Entre os profissionais que atuam junto a conselhos municipais, uma das identidades presentes mais intensamente presentes no discurso é a de servidor público em sentido amplo. Eles se reconhecem como quem deve trabalhar para a população, atendê-la bem e buscar respostas para seus problemas. No mesmo sentido, Puccini (2018) discorreu sobre a identidade coletiva de obstetrizes que se definiram como profissionais que tinham como prioridade acompanhar mulheres em seus desejos e planos, ampliando seu poder decisório sobre sua vida sexual e reprodutiva.
E dessa forma buscam ser reconhecidos em suas comunidades, com sucesso em suas percepções, já que notam que os profissionais da rede de serviços públicos assim os reconhecem. Esse reconhecimento fortalece sua identidade, em um processo de contínua reafirmação de como se percebem socialmente (Silva 2001; Souza, 2011).
Os profissionais do 1º grupo apresentam sentimentos positivos em relação à identificação como servidores públicos. Eles experimentam satisfação em poder atuar cotidianamente em benefício da população atendida, sentem orgulho por fazê-lo (Maldonado & Oliva, 2010). Embora não tenham sido identificados sentimentos negativos acerca da identificação como servidores públicos entre os profissionais do 2º grupo, a expressão de sentimentos positivos dessa identidade foi notada mais intensamente entre os profissionais do 1º grupo.
Outra identidade coletiva identificada está relacionada à categoria profissional. Os profissionais entrevistados sentem-se pertencentes ao seu grupo profissional, especificamente quanto a sua atuação na DPESP. Não se trata apenas de identificar-se com a Psicologia, Serviço Social ou Direito, mas com a maneira como essas profissões são exercidas na instituição. Há muitos contextos diferentes em que profissionais destas áreas podem atuar, mas esses profissionais apreciam especialmente a atuação que exercem na DPESP. Para eles, ser psicólogo ou assistente social no contexto de assistência jurídica integral e gratuita às pessoas pobres tem suas características peculiares, assim como a identidade como defensor público se diferencia de outras funções exercidas por profissionais do Direito, como juiz, promotor de justiça, advogado, dentre outros. Semelhante valor positivo atribuído à profissão enquanto identidade coletiva foi constatado na pesquisa de Farias (2018) com estudantes de Administração, que já se sentiam administradores mesmo antes de concluir a graduação e apresentavam orgulho pela profissão.

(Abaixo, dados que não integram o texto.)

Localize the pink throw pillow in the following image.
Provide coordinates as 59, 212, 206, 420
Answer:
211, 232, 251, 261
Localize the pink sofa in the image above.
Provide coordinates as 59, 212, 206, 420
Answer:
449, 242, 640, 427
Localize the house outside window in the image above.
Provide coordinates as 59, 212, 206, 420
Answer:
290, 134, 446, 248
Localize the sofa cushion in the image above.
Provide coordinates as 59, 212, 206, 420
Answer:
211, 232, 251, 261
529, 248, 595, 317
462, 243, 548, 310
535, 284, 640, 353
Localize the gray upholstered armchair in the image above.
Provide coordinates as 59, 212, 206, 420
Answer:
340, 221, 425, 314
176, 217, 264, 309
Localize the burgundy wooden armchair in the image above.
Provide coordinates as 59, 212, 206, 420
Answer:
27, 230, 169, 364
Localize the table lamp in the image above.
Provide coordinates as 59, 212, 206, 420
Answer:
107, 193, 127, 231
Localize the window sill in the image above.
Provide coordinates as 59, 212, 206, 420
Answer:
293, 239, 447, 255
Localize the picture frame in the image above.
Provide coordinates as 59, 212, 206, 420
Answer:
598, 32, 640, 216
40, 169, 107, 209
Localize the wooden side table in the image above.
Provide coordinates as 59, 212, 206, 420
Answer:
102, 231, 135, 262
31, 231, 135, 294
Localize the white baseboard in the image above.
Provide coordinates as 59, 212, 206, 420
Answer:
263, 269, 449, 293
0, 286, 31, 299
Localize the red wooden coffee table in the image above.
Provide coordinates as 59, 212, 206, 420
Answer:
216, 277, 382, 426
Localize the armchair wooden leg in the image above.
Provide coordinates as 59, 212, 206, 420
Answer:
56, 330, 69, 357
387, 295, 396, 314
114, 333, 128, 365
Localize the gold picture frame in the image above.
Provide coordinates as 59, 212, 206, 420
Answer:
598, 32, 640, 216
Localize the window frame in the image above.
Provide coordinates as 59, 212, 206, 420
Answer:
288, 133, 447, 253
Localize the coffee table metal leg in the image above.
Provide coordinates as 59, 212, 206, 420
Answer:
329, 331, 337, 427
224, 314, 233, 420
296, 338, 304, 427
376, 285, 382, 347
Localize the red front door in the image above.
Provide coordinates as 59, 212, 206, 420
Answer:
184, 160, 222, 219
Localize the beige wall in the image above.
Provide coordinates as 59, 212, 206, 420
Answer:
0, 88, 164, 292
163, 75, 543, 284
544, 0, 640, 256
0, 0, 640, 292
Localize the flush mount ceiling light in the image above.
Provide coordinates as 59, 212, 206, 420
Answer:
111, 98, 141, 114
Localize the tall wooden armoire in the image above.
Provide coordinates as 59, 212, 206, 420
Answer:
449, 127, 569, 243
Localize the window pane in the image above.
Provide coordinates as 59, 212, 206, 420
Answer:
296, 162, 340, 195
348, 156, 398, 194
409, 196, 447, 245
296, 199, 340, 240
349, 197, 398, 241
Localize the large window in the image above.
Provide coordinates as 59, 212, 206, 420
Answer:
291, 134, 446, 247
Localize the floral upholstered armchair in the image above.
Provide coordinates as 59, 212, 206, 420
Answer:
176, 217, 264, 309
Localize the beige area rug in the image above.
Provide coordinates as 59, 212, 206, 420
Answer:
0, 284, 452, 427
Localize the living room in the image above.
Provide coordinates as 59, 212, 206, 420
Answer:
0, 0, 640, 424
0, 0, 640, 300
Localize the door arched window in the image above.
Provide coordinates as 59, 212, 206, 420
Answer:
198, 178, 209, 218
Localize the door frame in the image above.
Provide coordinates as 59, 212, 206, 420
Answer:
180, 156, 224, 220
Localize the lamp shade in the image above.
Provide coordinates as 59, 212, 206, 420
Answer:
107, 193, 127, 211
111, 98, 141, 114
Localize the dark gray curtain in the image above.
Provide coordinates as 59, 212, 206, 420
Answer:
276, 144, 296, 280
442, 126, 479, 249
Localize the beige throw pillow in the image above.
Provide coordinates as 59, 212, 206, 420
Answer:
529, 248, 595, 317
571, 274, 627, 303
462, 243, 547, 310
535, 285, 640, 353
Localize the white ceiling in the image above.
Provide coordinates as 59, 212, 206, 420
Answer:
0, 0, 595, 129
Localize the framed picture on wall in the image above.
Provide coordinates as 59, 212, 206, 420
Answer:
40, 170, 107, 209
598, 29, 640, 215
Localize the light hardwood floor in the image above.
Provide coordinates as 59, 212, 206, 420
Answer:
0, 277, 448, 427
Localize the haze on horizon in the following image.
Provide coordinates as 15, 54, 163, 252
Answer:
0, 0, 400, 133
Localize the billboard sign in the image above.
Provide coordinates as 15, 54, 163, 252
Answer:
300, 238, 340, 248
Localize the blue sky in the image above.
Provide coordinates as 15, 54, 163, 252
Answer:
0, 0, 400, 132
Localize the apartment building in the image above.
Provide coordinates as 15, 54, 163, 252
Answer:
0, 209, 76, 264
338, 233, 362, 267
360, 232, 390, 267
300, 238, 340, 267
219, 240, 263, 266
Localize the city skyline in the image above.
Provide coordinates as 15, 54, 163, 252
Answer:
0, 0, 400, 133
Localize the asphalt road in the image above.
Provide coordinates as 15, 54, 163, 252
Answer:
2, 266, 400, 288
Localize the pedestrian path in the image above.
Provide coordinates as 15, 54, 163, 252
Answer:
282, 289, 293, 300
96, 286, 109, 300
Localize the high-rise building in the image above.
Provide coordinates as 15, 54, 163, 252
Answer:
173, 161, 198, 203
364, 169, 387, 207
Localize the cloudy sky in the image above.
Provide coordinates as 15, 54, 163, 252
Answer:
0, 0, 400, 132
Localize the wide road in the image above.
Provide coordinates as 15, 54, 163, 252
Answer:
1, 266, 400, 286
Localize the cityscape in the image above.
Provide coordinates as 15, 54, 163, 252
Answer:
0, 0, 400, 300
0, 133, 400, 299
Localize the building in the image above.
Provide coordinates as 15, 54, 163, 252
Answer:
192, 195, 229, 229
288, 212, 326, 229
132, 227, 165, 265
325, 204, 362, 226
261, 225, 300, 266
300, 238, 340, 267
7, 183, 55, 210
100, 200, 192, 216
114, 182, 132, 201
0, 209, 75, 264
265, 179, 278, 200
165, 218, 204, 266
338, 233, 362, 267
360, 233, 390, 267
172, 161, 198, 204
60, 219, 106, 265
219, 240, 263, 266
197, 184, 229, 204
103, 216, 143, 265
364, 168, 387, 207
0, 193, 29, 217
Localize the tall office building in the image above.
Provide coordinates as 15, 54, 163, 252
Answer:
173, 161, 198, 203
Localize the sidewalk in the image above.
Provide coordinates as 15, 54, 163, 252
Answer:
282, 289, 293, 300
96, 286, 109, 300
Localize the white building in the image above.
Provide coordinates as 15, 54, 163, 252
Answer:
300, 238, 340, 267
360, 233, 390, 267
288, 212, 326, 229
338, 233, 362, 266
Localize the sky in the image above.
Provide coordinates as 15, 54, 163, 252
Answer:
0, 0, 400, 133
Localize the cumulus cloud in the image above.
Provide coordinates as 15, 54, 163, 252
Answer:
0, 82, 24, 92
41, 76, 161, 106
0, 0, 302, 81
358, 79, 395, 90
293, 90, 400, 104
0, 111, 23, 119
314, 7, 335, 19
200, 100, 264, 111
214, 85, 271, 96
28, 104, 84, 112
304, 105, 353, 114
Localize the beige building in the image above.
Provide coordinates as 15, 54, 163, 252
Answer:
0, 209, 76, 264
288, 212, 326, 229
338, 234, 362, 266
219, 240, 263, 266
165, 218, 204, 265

Enquanto entre os profissionais do 1º grupo a identidade de servidor público é predominante à categoria profissional, ocorre uma inversão entre os profissionais do 2º grupo. O discurso destes últimos é mais marcado por sua identidade como categoria profissional, tendo apenas um dos entrevistados enfatizado que se identifica como servidor público. Ao descreverem suas identidades relacionadas à categoria profissional, ambos os grupos de profissionais destacam aspectos semelhantes, sobretudo em relação ao modo como exercem sua profissão no contexto institucional da DPESP, e como se definem a partir dessa atuação. Essa predominância da identidade de servidor público no 1º grupo, embora não indique necessariamente uma predisposição para atuação junto a conselhos municipais, mostra afinidade por ações coletivas não restritas ao escopo de suas profissões, característica comum aos atuantes nesses colegiados.
Nota-se que ambos os grupos de profissionais intensamente expressam a identificação como profissionais formais, isto é, como aqueles que exercem uma profissão legalmente regulamentada. Embora imersos em relações com outros atores sociais, inclusive da sociedade civil, esforçam-se por diferenciar-se deles, tal como os servidores públicos pesquisados por Costa (2012) que, em um processo de construção de Plano de Manejo de área de proteção ambiental, procuravam destacar que eram profissionais formais, atribuindo valor positivo a esta identidade.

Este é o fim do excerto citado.